Finding More Than One Worm In the Apple
davecb (6526) writes "At Guido von Rossum's urging, Mike Bland has a look at detecting and fixing the "goto fail" bug at ACM Queue. He finds the same underlying problem in both in the Apple and Heartbleed bugs, and explains how to not suffer it again."
An excerpt: "WHY DIDN'T A TEST CATCH IT?
Several articles have attempted to explain why the Apple SSL vulnerability made it past whatever tests, tools, and processes Apple may have had in place, but these explanations are not sound, especially given the above demonstration to the contrary in working code. The ultimate responsibility for the failure to detect this vulnerability prior to release lies not with any individual programmer but with the culture in which the code was produced. Let's review a sample of the most prominent explanations and specify why they fall short.

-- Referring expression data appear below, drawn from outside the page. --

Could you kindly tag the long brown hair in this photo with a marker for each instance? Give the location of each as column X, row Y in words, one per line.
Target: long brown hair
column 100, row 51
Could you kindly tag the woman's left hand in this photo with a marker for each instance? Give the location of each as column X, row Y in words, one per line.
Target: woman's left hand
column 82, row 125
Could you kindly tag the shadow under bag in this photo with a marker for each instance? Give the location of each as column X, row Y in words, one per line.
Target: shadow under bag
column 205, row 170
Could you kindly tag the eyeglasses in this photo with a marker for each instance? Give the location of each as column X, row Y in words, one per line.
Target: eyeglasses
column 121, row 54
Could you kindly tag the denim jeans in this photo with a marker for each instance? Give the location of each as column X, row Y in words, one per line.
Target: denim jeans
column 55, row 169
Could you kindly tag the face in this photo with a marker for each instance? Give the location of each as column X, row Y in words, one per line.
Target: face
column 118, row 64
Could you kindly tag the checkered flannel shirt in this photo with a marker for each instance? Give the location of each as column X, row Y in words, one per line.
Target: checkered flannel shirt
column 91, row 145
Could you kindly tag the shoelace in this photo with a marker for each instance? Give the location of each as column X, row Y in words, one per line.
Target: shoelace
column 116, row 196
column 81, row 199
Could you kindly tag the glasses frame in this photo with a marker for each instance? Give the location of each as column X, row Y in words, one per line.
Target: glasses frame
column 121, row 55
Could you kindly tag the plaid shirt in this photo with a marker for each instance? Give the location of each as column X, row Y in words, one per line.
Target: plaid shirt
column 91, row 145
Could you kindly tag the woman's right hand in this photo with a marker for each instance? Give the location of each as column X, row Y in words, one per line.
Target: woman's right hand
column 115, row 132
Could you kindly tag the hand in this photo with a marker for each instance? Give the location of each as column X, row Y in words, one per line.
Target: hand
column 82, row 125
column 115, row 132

Adam Langley's oft-quoted blog post13 discusses the exact technical ramifications of the bug but pulls back on asserting that automated testing would have caught it: "A test case could have caught this, but it's difficult because it's so deep into the handshake. One needs to write a completely separate TLS stack, with lots of options for sending invalid handshakes.""
The "Apple" had only one bug, the Goto Fail bug - since Apple did not use OpenSSL they never had the second bug.
So why is the headline painting Apple as the source of both bugs?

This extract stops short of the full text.